Some comments with respect to case-control studies and cohort studies. It is worth noting that a cohort study starts out with a group of participants that are free of the disease of interest and observes the occurrence of the disease and the exposure statuses of the hypothesized risk factors. On the other hand, a case-control study starts out with documented cases of the disease of interest and investigates possible causes of the disease.
There is another inportant difference between case-control studies and cohort studies. In a case-control study, the cases already have the disease of interest. Thus case-control studies cannot provide information about the frequency of the disease in the subjects. Consequently, the incidence rate of the disease cannot be calculated. Instead, a case-control study is concerned with the frequency and the amount of exposure in the cases and in the controls.
On the other hand, cohort studies are concerned with the frequency of disease in the subjects (some are exposed to the studied risk factors and some are not). Thus data are available to calculate the incidence rate of disease.
When the goal in a statistical study is to understand cause and effect, experiments are the only way to obtain convincing evidence for causation. In experiments, researchers can manipulate one factor while controlling the others. Thus experimental method helps control the effect of lurking variables that may have an effect on the outcome being studied. Without being controlled, these confounding variables can distort the results of the study and can lead to false conclusion about cause and effect. In observational methodologies, information for these extraneous variables (if known by the investigators) is collected and quantitatively adjusted for. Because the control of the confounding variables or extraneous variables is less strict, results from the observational methodologies are generally less conclusive than those obtained from experiments. For this reason, randomized controlled designs are regarded as the gold standard for clinical trials. In general experimental designs sit at the top of the hierarchy of evidence in scientific research.

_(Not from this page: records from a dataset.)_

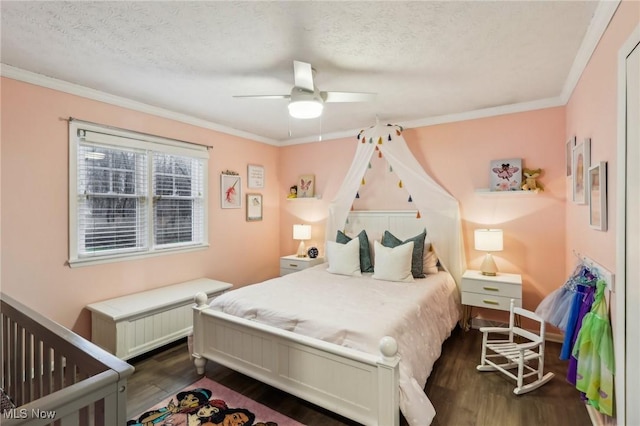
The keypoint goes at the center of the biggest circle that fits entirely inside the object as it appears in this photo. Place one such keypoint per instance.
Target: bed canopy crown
(438, 209)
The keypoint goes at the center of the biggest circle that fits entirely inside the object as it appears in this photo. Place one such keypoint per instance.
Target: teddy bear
(530, 183)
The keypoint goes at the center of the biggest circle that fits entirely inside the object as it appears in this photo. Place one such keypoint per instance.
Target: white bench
(131, 325)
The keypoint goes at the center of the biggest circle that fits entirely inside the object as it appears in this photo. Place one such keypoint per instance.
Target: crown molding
(602, 16)
(599, 22)
(441, 119)
(19, 74)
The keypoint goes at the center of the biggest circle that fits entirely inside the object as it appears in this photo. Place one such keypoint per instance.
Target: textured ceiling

However, there are situations in which experiments are impractical or unethical to conduct. For example, the epidemiological studies that aim to determine the relationship between exposure to some harmful substance or risk factors and a disease cannot be conducted as experiments. Thus, observational studies have their place and can often provide the best source of information in the absence of experimental evidence.
In the three major types of observational studies we discuss, cohort studies typically provide the strongest evidence for cause and effect relationships. In general, the ranking of the strength of evidence in the three observational designs (from strongest to weakest) is: cohort study, case-control study and cross-sectional study.